Se ao amor coubesse apenas um conceito, sob o olhar ingênuo desta que vos fala, este não poderia ser outro: amar é estar a vontade. O amor não combina com formalidades, não se presta a roteiros, regimentos, etiquetas e não-me-toques. O amor mais genuíno – aquele que vivemos em tardes gostosas de domingo – só pode ser apreciado com um toque de liberdade. Um pouquinho de deixe estar.
É pena que alguns não saibam se deixar inventar pelo amor. E, no desespero de vivê-lo aos tropelos, o inventam. Conferem-no mil e uma regras, inventam anéis de compromisso, horários de chegada, beijinhos de conveniência, contratos escritos e exigências inúteis. E, dentre estas tantas exigências que só fazem o amor de verdade rolar de rir, talvez seja a mais patética esta incompreensível necessidade de tagarelices.
Em algum infeliz momento decidimos convencionar que tudo precisa ser dito no amor. É preciso dizer como foi nosso dia, o que pretendemos para o final de semana, como foi o nosso sono e quem era ao telefone. É preciso dizer eu te amo todo santo dia antes de dormir – mesmo que aquele amor esteja subentendido. Tornamos o amor uma enorme prestação de contas, um patético teatro formal de banalidades.
Não que os diálogos descaracterizem o amor. Não mesmo, aliás. Somos feitos de boas conversas. Cada palavra que proferimos ao outro é um presente, desde que flua naturalmente – e não nasça desta necessidade absolutamente descabida de quebrar até os silêncios mais necessários.
Na verdade, quando passamos a dividir com o outro a nossa vida, precisamos aceitá-lo em seus silêncios. Porque cada um de nós precisa de longos momentos de autocompanhia, de passeios despretensiosos por nós mesmos. E, sobretudo, porque explicar-se é cansativo. É tedioso. É incômodo, sobretudo, quando precisamos fazê-lo quase sempre àquele que não precisa de nossas palavras. Que nos conhece quando nos guardamos, quando estamos cansados demais pra contar nosso dia, confusos demais para explicar nosso mau-humor.

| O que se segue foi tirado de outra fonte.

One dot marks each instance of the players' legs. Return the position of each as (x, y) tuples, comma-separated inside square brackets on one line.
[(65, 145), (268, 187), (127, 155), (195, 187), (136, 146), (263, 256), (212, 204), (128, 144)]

Sábios (e felizes) os casais que não trocam silêncios confortáveis por conversas desnecessárias, cotidianas, roteirizadas. Por que o amor de verdade decifra os silêncios. Transforma monossílabas em longas explicações. Sorrisos em declarações poéticas de amor. E, principalmente, por que o amor não nos deve explicações e não se submete às nossas formalidades – se assim fosse, lhes garanto, não seria amor. O amor é uma criatura desobediente, afinal.
Amar, portanto, não é dividir tudo, converter cada setimento em palavras pré-concebidas e exigidas ferrenhamente. Aceitar o silêncio do outro é uma espécie de presente para as verdadeiras relações – porque somos feitos, em boa parte, de nossos silêncios, e o mínimo que esperamos é que isto não nos seja tirado.
Por isso mesmo desconfio que, onde tudo precisa ser explicado, haja uma frustrante falta de amor. O silêncio, entre os amantes de verdade, os amantes tranquilos, seguros de seus sentimentos, é quase sempre confortável. Quem sabe cultivar o amor aprende, tão naturalmente quanto uma mãe aprende a amamentar seu filho, a respeitar os seus silêncios. E os silêncios do outro. Porque o amor é, também e principalmente, dividir silêncios.